To him, the Vikings are coworkers, and seeing them practice and interact with one another is just part of the job.
“I don’t get that starstruck anymore like I used to,” he said.
That’s not to say the players aren’t interesting, though.
“An NFL locker room is an eclectic group you’ll never see anywhere else,” Neumann said. “They have different backgrounds, different cultures and come from different economic regions. It’s people from all over the country who come together for one reason to play.”
Neumann has been a full-time assistant equipment manager for the Vikings 17 years, but he’s been with the team even longer.
Friends in football
Back when Neumann was a football player at Holy Trinity High School in Winsted, his uncle, Larry Neumann, was the Vikings’ assistant athletic trainer. Larry helped Aaron get started as a ball boy, so he could help with training camps and home games.
In college, Aaron began working for the Vikings on a more routine basis. He also kept his own football career going, playing three years at Concordia University in St. Paul.
Aaron has made friends with many of the players through the years, and one of them Everett Lindsay was a groomsman in Aaron’s wedding. (Lindsay played for the Vikings from 1993 to 1998.)

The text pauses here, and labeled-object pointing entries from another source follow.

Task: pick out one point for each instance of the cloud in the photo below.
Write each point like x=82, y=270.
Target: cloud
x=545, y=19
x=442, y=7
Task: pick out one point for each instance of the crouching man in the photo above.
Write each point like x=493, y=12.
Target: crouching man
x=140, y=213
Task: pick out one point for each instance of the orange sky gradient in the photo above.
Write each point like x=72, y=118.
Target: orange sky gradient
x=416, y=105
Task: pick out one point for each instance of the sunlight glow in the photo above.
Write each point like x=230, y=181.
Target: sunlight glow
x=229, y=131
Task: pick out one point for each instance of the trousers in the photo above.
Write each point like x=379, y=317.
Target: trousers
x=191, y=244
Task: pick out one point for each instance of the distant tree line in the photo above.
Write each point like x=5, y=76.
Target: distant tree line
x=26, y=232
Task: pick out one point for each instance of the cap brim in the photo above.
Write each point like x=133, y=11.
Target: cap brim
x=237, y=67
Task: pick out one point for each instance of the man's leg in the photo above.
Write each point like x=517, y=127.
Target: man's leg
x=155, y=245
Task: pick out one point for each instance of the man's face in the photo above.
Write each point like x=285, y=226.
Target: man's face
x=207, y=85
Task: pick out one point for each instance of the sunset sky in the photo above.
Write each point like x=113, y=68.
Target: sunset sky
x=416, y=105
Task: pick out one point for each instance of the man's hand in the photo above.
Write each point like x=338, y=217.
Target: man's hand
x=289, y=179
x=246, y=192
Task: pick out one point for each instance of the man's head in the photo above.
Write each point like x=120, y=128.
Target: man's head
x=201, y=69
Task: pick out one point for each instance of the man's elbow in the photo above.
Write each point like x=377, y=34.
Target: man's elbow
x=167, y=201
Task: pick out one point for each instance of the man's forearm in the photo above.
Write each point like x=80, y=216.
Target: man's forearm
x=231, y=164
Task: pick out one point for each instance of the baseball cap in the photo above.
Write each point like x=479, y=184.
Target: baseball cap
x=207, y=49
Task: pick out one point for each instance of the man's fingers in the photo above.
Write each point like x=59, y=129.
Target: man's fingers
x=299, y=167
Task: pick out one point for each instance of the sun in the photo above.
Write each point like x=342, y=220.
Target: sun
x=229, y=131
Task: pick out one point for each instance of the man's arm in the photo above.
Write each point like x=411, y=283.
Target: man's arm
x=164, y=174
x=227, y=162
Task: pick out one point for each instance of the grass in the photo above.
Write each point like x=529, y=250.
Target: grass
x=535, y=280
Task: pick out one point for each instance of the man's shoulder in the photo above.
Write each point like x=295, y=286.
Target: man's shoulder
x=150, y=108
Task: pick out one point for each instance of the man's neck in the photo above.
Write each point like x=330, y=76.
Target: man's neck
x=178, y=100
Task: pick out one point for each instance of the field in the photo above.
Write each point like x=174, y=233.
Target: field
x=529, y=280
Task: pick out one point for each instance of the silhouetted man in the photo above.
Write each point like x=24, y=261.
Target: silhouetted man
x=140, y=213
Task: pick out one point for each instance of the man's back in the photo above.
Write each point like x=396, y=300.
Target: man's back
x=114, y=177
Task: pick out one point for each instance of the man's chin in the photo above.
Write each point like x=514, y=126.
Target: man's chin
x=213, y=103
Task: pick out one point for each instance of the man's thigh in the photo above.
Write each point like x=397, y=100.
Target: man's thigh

Another of Aaron’s good friends is Ryan Longwell, who was with the Vikings from 2006 to 2011.
“I’ve seen lots of players come and go,” Aaron said, adding that he is a big fan of the new head coach, Mike Zimmer.
When Aaron first started working with the Vikings, everyone was older than him. Now, he thinks of them as “kids.”
According to the Daily Norseman, the Vikings are one of the youngest teams this year, with an average age of 25.58. Only eight players are over 30 the oldest being Cullen Loeffler at 33.
Socks and shoes
As part of his job, Aaron is involved in all practices, and attends games. After practice is over, he collects all the laundry and gets the equipment ready for its next use.
“We have three very large industrial washing machines,” he said.
Once a week, he goes through all the uniforms to check for tears, sending them out for repair if needed. During the off-season, Aaron is also responsible for ordering new socks, shoes, shoulder pads, and other gear.
In his years as assistant equipment manager, Aaron said equipment has become more streamlined and less bulky.
“Helmet technology has gotten so much better,” he added.
For Aaron, the best part of the job is game day.
“We work all week for that one three-hour game on Sundays,” he said.
Aaron travels with the team for away games. Usually the trips are short, but last September he spent a week in London when the Vikings played the Steelers.
During off-season, Aaron keeps more regular hours, which allows him to spend time at home in New Prague with his wife, Tammy, and their two sons, Frank, 7, and Joe, 4.
“My sons love the Vikings,” he said. “They love to come to work with Dad,” Aaron said, explaining that they sometimes get to sit in on practices.
In addition to being with family, Aaron also likes watching football on TV. Although he hasn’t seen a Vikings game on TV in years, he enjoys watching other teams to see what they’re doing, and get ideas for equipment.
“I watch it differently than the average person,” he said.